There are two types of people who go and build new business. One type among them are people who have never built a business. Another type of people are those who have worked for bigger companies and have seen business at scale. This chapter is for the latter group.

When you work in a bigger company, while you have a lot of resources you also have a lot scope and processes already in place. You need to beware of lot of legal nuances because you are protecting the current revenues against lawsuits. You are a bigger target.

As a part of a bigger company you also work towards a lot of corner cases. This might involve handling corner cases in the product, tracking obscure metrics, or complying to a number of ISO standards. At scale, 1% of the underserved product use-case might mean millions of dollars. With you extra resources you can afford to go after those use-cases. So you start covering for these corner cases and the product keeps getting complicated to build and maintain because of this.

However, when you are starting to build your company, you wouldn’t care about use-cases that cause you to lose 1% of users, because you are focussing on 99% of the use-case. What you really want to prioritize is moving fast and figuring out our core use-case, which you would try to scale as soon as possible.

In most cases it takes x amount of effort to handle 90% of the use-cases and 5 times that amount of time to handle 95% of the use-cases. It might be better to get out soon and get 90% of a million users vs 95% of a thousand users.

A simple example that comes to my mind is when we were building Droptalk as a part of my startup Photo Lab, we were using email as an authentication channel. To keep things simple we would lowercase the email before storing and authenticating. This worked 99.99% of the the time. However someone in my team read somewhere that some email servers support case sensitive email addresses. So a John@bar.com might not get emails send to john@bar.com. This particular team member was pretty insistent on supporting this use-case.

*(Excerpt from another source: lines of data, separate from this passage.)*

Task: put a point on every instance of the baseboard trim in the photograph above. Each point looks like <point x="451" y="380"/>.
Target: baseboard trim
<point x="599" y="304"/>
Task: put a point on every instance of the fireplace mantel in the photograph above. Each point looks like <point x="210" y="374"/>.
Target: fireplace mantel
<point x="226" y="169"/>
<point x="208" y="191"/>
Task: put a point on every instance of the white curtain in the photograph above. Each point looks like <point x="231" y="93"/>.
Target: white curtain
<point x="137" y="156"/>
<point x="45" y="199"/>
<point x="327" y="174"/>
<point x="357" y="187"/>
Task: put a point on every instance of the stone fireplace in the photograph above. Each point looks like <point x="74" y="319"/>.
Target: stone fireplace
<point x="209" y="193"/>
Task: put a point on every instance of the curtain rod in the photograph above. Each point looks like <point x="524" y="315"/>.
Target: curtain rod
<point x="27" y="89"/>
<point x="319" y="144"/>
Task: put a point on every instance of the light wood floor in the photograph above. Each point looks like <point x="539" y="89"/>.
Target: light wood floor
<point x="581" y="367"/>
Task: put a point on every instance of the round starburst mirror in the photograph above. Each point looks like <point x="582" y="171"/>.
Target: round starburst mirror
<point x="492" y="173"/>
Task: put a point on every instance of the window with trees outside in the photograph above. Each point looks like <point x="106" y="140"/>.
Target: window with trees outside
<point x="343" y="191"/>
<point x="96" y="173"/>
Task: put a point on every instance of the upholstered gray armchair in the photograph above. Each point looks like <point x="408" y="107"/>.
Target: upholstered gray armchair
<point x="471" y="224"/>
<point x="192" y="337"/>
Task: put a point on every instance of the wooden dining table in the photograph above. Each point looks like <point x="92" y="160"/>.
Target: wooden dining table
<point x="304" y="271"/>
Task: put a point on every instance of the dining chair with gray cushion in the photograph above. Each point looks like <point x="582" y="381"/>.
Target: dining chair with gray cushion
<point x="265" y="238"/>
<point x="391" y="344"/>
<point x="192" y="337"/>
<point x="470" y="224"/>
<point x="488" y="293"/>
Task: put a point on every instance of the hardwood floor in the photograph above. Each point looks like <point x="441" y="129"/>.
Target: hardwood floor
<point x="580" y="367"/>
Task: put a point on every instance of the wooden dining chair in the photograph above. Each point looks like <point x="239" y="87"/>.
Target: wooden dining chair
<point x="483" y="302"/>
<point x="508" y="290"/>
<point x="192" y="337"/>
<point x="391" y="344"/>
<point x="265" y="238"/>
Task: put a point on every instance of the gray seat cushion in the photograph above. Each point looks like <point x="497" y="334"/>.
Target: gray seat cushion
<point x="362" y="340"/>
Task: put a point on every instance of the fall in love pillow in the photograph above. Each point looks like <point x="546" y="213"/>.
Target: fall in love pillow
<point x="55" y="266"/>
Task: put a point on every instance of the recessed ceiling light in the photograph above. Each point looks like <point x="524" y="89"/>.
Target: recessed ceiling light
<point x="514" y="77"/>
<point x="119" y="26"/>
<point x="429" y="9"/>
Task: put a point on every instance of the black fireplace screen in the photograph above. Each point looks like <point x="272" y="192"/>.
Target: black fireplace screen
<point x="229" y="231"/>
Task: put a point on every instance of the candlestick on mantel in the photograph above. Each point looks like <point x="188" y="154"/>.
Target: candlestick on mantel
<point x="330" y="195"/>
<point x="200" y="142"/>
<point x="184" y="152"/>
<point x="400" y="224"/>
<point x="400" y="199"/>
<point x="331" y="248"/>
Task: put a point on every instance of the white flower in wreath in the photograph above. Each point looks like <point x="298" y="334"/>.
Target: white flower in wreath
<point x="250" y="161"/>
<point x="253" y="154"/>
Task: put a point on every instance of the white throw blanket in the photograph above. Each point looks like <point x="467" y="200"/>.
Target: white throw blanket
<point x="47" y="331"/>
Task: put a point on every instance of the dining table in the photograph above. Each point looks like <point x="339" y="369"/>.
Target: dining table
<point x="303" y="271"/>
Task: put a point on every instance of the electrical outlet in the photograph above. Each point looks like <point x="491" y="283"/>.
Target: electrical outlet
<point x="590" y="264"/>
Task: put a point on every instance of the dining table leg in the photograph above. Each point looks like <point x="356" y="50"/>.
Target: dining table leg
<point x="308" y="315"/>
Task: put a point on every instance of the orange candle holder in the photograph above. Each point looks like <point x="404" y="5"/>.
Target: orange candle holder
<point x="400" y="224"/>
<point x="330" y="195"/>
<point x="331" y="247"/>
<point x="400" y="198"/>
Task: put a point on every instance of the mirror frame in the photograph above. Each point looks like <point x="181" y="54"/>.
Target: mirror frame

Thankfully, I was able to convince him by explaining that such users are a very small part of the overall user base and unlikely to be any part of our initial users. Eventually he relented and we were able to avoid the added complexity of handling email addresses which are case sensitive.

Another aspect I would like to touch upon is thinking simple. Almost everything you are building could be much simpler. Steve Jobs famously said: “It takes a lot of hard work to make something simple, to truly understand the underlying challenges and come up with elegant solutions”.

When you are working on building systems, take a hard look at what you are doing. If it looks too complicated, most likely you are not thinking about it right. The best products are very simple, and elegant and once you look at them they seem delightfully obvious. Spend time trying to make your product simpler to use and understand.

The best example I can think of on this front is the iPhone. Mobile phones have been around for decades before iPhone came out. Before that, Nokia, Motorola and Blackberry were trying to add more features to their phones to try to turn them into smartphones using various quirks like dedicated keys, joysticks, etc… They had multiple ways to control the interface. However, once the iPhone came out, they had a simple and consistent UI to use the product and as a result aforementioned companies didn’t survive.
That’s why it’s important to keep your product simple and elegant. When you find yourselves trying to cover multiple corner cases, you most likely you are not thinking about your product right.